One statement that really needs improvement is

  real a;
real b;


following:

real log_mu_mid = log(a + tmid * b);

You have to specify:

real<lower=0> a;
real<lower=0> b;

Due to time restrictions, I’m unable to fully check your Jacobian Adjustments. I believe that the model needs to be slightly modified in terms of the Stan Usermanual.

Thanks for catching the missing restrictions on a and b. Once I put those in, the divergent transitions went away.

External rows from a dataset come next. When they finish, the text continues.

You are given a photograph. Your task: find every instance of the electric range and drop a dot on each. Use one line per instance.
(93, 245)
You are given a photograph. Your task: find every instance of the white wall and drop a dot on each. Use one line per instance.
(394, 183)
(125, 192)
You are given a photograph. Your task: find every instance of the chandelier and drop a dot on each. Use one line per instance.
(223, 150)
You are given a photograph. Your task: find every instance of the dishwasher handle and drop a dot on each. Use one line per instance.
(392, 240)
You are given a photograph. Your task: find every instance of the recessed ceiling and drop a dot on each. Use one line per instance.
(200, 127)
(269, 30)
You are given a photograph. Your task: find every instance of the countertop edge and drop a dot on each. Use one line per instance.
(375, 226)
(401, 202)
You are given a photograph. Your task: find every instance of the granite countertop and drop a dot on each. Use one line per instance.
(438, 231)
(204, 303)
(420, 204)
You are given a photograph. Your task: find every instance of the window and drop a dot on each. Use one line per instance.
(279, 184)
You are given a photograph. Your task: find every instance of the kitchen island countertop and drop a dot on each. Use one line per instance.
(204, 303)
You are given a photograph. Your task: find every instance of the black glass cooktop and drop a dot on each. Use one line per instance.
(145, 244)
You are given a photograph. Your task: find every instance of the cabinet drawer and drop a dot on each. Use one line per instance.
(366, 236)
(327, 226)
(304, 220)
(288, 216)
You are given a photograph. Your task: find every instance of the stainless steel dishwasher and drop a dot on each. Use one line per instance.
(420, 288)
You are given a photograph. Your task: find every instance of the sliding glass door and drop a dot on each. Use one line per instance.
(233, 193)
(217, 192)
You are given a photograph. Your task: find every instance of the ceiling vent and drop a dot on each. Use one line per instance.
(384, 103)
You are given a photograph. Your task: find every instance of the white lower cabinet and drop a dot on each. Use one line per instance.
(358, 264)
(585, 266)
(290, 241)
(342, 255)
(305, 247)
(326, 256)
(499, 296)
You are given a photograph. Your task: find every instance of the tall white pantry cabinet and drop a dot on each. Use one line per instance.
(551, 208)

BTW, I think what you’re seeing as unusual in the model is what I had to do to allow for missing data. The zero-centered AR(1) equation to use when there are no data points between t and t+n is

a_{t+n} \sim \mathrm{normal}(\phi^n a_t, \sigma_n),
\sigma_n = \sigma_{\epsilon} \cdot \left(\sum_{i=0}^{n-1} \phi^{2i}\right)^{1/2}.

Are you trying to perfom a stochastic trend ar(1) process?

Cause the x parameter might affect your model fit.